Les risques biologiques dominent, mais les substances chimiques tuent davantage
L’étude de l’OMS révèle que les bactéries, virus et parasites d’origine alimentaire sont responsables de la majorité des cas de maladies recensés. En 2021, ces agents biologiques ont provoqué environ 860 millions d’épisodes de maladies.
Cependant, les risques chimiques apparaissent particulièrement meurtriers. Ils sont à l’origine de 73 % des décès liés aux aliments contaminés. Les principaux responsables sont l’arsenic inorganique et le plomb, associés à un risque accru de maladies cardiovasculaires et de cancers.
Pour la première fois, l’OMS met également en lumière l’ampleur des décès, des déficiences intellectuelles et des maladies chroniques attribuables à l’exposition alimentaire aux métaux lourds.
Un coût économique colossal
Au-delà des conséquences sanitaires, les maladies d’origine alimentaire pèsent lourdement sur les économies mondiales. L’organisation estime que la perte de productivité liée aux arrêts de travail et aux incapacités causées par ces maladies a atteint environ 310 milliards de dollars américains en 2021.
Après ajustement selon le coût de la vie dans les différents pays, cette facture grimpe à près de 647 milliards de dollars, illustrant l’impact considérable de l’insécurité alimentaire sur le développement économique.
L’Afrique et l’Asie du Sud-Est particulièrement touchées
Malgré une baisse globale du fardeau des maladies d’origine alimentaire depuis l’an 2000, les progrès demeurent inégalement répartis. L’Afrique et l’Asie du Sud-Est concentrent à elles seules près des trois quarts des maladies enregistrées dans le monde et 60 % des décès associés.
Plusieurs facteurs expliquent cette situation : accès limité à l’eau potable, insuffisance des infrastructures d’assainissement, faibles capacités de contrôle sanitaire des aliments et vulnérabilité accrue des populations.
Les experts soulignent également que les effets du changement climatique, la mondialisation des chaînes alimentaires et la résistance croissante aux antimicrobiens aggravent les risques de contamination et compliquent la prise en charge des infections.
Une base scientifique renforcée pour orienter les politiques publiques
Cette nouvelle évaluation constitue la plus vaste analyse jamais réalisée par l’OMS sur les maladies d’origine alimentaire.
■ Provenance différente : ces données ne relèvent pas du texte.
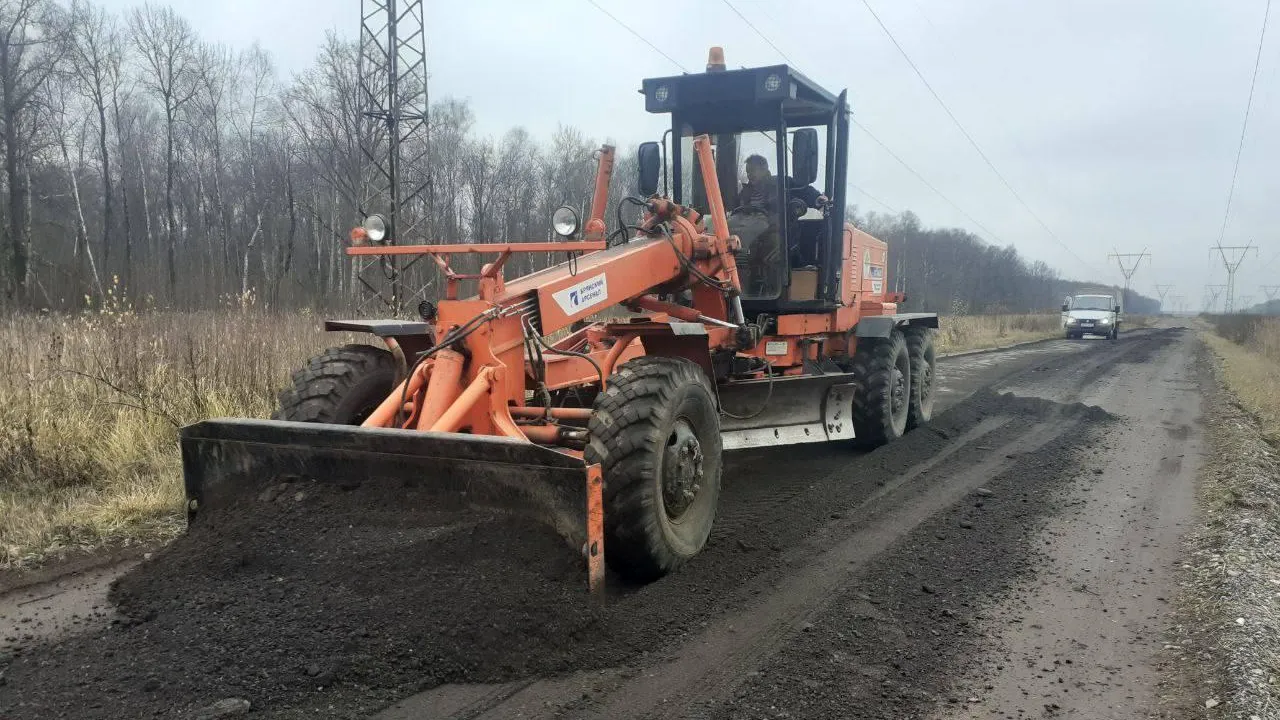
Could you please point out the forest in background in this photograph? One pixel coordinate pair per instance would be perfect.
(149, 168)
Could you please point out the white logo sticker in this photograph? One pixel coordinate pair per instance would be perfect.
(586, 294)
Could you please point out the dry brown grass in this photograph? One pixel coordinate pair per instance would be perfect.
(958, 333)
(1251, 368)
(88, 422)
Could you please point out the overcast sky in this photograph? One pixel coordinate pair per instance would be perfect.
(1116, 122)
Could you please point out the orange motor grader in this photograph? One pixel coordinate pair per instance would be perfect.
(749, 326)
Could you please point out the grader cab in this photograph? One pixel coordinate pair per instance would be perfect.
(757, 315)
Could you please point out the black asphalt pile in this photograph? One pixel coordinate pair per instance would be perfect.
(894, 642)
(323, 601)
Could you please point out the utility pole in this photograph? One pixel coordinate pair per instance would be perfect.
(1214, 292)
(393, 139)
(1128, 263)
(1233, 256)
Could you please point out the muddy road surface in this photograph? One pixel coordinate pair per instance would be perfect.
(1015, 559)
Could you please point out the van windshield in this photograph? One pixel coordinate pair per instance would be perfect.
(1091, 302)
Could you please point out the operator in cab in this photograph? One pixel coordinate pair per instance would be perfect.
(759, 232)
(762, 191)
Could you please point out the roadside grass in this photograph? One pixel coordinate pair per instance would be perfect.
(1230, 606)
(1251, 367)
(88, 423)
(960, 333)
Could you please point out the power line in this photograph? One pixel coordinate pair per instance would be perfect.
(1244, 126)
(640, 37)
(886, 205)
(750, 24)
(969, 137)
(878, 141)
(927, 183)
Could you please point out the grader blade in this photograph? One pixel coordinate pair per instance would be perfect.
(786, 410)
(229, 461)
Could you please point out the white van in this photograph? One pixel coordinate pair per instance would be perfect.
(1091, 314)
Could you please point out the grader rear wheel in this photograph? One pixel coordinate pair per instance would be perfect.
(883, 396)
(656, 433)
(341, 386)
(919, 350)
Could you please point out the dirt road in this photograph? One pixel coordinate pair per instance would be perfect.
(1016, 559)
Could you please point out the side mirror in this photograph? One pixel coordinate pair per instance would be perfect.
(649, 156)
(804, 147)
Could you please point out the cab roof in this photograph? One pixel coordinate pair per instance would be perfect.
(741, 100)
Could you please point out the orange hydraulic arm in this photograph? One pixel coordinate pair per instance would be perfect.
(476, 379)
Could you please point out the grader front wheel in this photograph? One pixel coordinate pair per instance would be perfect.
(341, 386)
(656, 433)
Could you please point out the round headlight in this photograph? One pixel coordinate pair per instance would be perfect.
(375, 226)
(565, 220)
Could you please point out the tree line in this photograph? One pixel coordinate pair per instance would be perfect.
(145, 165)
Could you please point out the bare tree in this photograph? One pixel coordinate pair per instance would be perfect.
(168, 48)
(96, 60)
(31, 32)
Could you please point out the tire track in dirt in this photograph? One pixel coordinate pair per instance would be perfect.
(338, 604)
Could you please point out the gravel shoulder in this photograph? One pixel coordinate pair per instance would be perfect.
(1229, 620)
(836, 583)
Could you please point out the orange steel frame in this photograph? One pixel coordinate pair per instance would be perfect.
(479, 384)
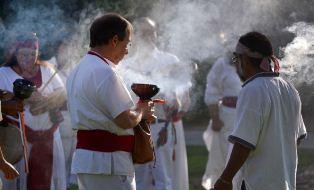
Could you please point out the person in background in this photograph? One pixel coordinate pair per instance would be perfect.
(46, 158)
(62, 64)
(102, 110)
(10, 107)
(222, 89)
(269, 124)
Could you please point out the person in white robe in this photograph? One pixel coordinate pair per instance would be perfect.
(269, 124)
(148, 64)
(222, 88)
(102, 110)
(46, 158)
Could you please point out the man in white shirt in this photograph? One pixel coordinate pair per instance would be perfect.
(9, 107)
(102, 110)
(269, 123)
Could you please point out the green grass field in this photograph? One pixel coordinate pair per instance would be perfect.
(197, 159)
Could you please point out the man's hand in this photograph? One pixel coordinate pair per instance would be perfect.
(162, 137)
(217, 124)
(147, 108)
(9, 171)
(12, 107)
(222, 185)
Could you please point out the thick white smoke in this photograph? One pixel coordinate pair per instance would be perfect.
(299, 54)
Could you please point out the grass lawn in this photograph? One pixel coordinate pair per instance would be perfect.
(197, 159)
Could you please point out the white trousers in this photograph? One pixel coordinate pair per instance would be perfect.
(105, 182)
(180, 179)
(157, 176)
(219, 150)
(58, 180)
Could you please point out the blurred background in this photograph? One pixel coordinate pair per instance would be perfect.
(198, 32)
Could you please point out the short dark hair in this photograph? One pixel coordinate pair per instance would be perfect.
(106, 27)
(257, 42)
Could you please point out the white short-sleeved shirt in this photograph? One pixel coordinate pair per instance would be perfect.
(269, 121)
(97, 95)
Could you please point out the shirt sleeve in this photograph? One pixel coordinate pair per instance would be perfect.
(249, 117)
(214, 83)
(113, 96)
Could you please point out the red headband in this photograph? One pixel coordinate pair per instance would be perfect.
(242, 49)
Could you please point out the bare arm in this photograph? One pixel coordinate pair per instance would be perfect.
(128, 119)
(238, 156)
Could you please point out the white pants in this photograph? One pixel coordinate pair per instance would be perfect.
(157, 175)
(58, 181)
(219, 150)
(105, 182)
(180, 179)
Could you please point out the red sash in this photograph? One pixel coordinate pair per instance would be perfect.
(104, 141)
Elle couvre 42 dangers majeurs – biologiques et chimiques – dans 194 pays sur la période 2000-2021.
L’étude intègre désormais de nouveaux risques sanitaires, notamment le rotavirus, certains métaux lourds et le parasite responsable de la maladie de Chagas. Elle fournit également des données nationales détaillées permettant aux gouvernements d’identifier les dangers prioritaires et de mieux cibler leurs interventions.
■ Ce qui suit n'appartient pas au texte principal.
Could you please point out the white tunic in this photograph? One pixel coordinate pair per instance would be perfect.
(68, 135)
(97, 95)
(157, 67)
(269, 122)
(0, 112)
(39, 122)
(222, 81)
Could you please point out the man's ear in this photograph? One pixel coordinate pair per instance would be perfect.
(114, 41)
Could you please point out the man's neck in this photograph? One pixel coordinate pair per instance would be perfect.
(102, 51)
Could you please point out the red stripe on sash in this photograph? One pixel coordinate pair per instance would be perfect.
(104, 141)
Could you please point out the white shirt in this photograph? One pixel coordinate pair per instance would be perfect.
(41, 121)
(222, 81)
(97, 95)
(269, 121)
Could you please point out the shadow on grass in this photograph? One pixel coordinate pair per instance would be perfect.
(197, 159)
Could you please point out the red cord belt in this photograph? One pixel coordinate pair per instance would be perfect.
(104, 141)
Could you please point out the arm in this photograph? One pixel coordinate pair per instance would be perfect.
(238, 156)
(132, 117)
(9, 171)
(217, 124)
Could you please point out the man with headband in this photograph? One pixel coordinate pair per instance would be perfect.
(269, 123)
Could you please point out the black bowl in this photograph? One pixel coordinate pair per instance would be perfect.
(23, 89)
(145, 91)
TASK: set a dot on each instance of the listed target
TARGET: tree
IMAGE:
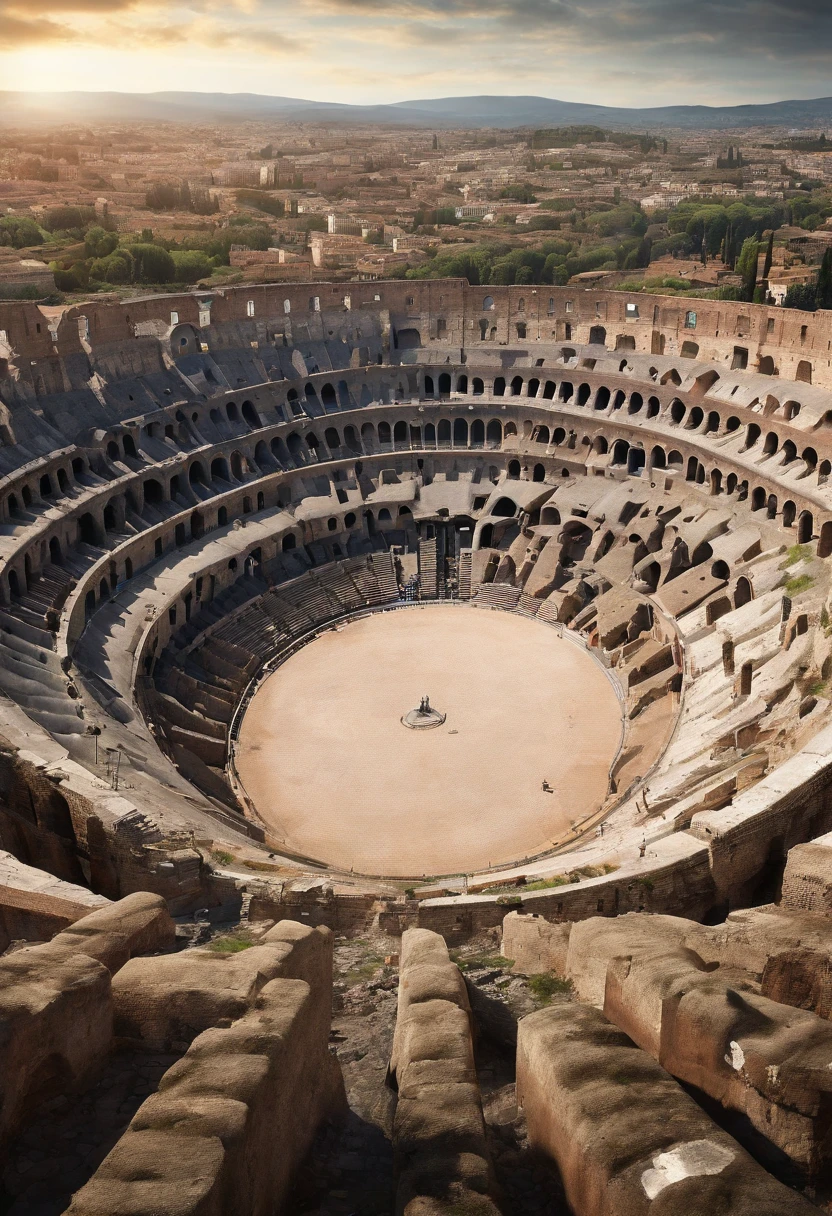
(190, 265)
(824, 291)
(747, 266)
(99, 242)
(116, 268)
(152, 264)
(769, 255)
(18, 231)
Pour l’OMS, la prévention reste la stratégie la plus efficace. L’organisation recommande notamment le renforcement des systèmes de surveillance, l’amélioration de l’accès à l’eau potable, l’application stricte des normes d’hygiène alimentaire, le contrôle des contaminants chimiques à la source ainsi qu’une collaboration accrue entre les secteurs de la santé, de l’agriculture et de l’environnement.
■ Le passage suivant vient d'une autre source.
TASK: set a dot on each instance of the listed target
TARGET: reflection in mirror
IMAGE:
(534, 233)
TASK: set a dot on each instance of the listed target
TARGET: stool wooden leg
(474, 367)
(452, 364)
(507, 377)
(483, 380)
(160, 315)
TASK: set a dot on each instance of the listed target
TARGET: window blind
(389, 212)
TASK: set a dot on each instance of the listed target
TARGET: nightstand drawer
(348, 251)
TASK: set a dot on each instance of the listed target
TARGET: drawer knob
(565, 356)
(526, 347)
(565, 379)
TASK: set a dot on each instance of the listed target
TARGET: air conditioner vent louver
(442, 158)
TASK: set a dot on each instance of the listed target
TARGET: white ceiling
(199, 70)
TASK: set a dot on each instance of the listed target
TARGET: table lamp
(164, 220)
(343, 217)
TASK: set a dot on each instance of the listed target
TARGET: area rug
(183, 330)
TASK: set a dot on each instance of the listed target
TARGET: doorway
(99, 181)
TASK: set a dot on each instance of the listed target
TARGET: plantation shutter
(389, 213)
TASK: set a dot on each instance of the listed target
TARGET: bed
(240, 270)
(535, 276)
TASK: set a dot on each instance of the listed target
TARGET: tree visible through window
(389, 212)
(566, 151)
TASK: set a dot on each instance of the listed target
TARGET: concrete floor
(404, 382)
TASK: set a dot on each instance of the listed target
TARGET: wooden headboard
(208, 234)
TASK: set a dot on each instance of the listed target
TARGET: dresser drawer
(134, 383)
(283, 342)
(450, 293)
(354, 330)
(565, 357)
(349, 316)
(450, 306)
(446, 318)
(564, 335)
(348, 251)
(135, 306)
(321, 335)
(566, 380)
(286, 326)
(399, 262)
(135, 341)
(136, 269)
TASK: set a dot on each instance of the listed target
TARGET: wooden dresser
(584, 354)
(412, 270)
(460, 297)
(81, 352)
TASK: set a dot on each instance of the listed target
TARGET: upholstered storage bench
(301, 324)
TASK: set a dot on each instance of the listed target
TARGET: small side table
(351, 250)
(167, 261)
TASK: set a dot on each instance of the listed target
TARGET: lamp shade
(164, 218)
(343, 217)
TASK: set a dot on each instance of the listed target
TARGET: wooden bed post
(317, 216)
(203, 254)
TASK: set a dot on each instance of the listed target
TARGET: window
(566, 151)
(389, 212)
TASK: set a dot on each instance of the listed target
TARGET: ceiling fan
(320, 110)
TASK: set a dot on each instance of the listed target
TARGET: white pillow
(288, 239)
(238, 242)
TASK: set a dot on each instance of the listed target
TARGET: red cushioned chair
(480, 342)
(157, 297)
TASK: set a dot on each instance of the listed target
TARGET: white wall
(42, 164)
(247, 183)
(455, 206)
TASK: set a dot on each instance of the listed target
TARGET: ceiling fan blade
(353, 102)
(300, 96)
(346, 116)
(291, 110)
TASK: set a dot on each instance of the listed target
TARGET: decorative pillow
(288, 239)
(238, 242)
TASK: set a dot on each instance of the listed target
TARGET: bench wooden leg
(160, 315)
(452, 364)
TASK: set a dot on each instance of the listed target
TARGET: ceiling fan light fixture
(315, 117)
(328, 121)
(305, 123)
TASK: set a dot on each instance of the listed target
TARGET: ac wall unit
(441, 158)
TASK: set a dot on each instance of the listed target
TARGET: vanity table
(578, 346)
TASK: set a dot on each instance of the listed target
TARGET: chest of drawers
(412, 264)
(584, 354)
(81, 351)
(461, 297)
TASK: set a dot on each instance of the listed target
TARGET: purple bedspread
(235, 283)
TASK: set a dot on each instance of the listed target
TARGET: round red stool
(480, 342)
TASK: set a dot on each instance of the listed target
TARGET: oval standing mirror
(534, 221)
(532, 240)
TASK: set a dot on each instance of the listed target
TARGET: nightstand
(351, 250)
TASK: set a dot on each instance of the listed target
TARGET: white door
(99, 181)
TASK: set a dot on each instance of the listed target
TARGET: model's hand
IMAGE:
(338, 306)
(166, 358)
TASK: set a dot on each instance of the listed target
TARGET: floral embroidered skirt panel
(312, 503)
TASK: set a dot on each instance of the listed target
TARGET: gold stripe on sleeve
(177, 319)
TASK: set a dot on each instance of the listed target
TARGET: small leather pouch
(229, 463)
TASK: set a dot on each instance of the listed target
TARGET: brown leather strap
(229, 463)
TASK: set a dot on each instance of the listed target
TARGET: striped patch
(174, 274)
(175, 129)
De la prise de conscience à l’action
À l’occasion de la Journée mondiale de la sécurité sanitaire des aliments 2026, l’OMS appelle les États à transformer les données scientifiques en actions concrètes. L’organisation estime que des millions de cas de maladies et de décès pourraient être évités grâce à des investissements ciblés dans la prévention et le contrôle des risques alimentaires.
Dans un contexte marqué par la croissance démographique, l’urbanisation rapide et les bouleversements climatiques, la sécurité sanitaire des aliments apparaît plus que jamais comme un enjeu central de santé publique, de développement économique et d’équité sociale.